The equalizing valve of the present invention satisfies the above-stated objects.
The valve has inlet sealing surfaces withing the valve fitting that engages a supply
fitting of a source of pressurized gas at the closest possible location to the
supply inlet. The remaining volume of the inlet is reduced by substantially filling
that volume with a pin, leaving a thin annulus for gas to pass into the system.
This geometry helps preserve the downstream gas purity and will significantly reduce
the required amount of purge gas.
The valve of the present invention maintains a sufficient positive internal pressure
to ensure that air does not migrate into the high purity gas regions. Furthermore,
gas is not allowed to enter the high purity regions until a sufficiently high supply
pressure is attached to the system. As an added safety feature, the valve of the
present invention permits flow to automatically throttle itself at very high rates
in the event of a massive leak.
BRIEF DESCRIPTION OF THE DRAWING FIGURES
FIG. 1 is a schematic showing the overall system embodying the present invention.
FIG. 2 is a flow versus time curve showing a rectangular pulse delivery.
FIG. 3 is a flow versus time curve showing a pulse delivery with delivered gas
flow rate proportional to inspiratory flow rate.

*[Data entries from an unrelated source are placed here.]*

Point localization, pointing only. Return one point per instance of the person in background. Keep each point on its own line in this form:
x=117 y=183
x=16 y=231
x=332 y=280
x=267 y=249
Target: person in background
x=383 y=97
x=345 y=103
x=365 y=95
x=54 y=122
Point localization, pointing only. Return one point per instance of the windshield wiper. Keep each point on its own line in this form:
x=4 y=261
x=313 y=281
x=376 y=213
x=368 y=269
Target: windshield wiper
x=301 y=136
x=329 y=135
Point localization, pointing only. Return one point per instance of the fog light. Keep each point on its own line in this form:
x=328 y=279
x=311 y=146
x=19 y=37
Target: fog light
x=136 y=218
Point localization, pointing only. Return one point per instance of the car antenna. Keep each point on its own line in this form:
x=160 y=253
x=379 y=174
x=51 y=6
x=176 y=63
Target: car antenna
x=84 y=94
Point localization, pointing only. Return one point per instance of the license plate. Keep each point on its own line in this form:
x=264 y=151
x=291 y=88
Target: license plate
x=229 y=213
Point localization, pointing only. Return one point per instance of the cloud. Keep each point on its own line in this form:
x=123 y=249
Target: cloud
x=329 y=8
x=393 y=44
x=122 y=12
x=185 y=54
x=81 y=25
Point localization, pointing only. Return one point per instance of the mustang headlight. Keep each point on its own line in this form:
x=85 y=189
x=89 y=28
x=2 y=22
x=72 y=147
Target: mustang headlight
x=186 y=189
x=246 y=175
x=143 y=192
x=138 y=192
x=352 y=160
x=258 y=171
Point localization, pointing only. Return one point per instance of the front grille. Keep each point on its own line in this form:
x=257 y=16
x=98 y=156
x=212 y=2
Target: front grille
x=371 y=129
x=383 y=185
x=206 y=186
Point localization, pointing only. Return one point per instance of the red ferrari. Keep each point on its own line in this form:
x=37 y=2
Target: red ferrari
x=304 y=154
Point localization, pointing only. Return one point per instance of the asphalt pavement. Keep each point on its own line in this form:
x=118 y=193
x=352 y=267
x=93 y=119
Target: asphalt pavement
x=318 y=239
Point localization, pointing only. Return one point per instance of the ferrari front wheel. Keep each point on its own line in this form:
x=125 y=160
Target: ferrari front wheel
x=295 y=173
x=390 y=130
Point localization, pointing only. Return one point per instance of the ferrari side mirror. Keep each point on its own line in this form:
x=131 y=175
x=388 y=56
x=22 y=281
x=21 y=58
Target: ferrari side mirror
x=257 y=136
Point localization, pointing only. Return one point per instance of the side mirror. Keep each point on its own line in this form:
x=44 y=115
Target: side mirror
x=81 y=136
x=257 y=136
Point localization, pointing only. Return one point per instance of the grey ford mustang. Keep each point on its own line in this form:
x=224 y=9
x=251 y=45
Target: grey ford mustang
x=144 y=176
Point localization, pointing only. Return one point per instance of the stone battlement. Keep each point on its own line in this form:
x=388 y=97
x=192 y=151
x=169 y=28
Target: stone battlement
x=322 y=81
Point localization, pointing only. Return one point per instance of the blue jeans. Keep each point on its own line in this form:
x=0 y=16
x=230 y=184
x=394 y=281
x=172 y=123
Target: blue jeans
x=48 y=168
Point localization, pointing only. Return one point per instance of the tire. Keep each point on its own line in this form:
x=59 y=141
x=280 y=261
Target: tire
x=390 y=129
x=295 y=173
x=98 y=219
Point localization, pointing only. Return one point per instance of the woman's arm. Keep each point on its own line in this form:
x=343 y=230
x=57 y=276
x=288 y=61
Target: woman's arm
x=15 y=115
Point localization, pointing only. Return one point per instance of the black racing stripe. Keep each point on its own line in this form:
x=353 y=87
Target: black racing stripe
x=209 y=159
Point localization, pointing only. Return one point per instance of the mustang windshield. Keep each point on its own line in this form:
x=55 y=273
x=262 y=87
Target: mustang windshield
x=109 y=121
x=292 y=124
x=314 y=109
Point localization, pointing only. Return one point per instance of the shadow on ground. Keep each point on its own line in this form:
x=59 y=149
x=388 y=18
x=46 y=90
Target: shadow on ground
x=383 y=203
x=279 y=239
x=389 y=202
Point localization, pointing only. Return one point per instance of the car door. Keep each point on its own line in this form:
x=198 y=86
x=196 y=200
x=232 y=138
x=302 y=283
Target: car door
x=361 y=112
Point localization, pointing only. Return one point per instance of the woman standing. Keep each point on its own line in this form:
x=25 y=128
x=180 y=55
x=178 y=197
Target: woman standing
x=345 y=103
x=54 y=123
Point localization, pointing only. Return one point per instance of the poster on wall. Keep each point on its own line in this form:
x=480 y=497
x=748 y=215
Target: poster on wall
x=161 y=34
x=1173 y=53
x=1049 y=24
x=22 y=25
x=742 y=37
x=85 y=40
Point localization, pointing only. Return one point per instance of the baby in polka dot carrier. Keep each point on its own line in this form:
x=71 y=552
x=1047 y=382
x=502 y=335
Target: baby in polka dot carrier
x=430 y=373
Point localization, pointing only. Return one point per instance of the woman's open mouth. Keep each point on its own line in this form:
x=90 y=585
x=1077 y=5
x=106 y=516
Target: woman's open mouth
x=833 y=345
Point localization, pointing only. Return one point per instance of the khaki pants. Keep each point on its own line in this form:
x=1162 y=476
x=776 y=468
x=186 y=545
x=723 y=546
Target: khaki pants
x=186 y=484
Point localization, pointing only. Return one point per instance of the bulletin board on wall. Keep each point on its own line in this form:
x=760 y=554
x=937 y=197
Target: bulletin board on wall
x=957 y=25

FIGS. 4A-4C show a connector for connecting an electrical circuit and therapeutic
gas to an entrainment cell embodying the present invention.
FIG. 5 shows a nasal cannula used to administer NO to a patient in accordance
with the teaching of the present invention.
FIG. 5A is a diluting cannula with two nasal prongs and adapted to administer
two therapeutic gases to a patient.
FIG. 5B is a short entrainment cell used in conjunction with the system embodying
the present invention.
FIG. 5C is a diluting cannula with two nasal prongs and adapted to administer
two therapeutic gases with mixing near an upstream end of an entrainment cell.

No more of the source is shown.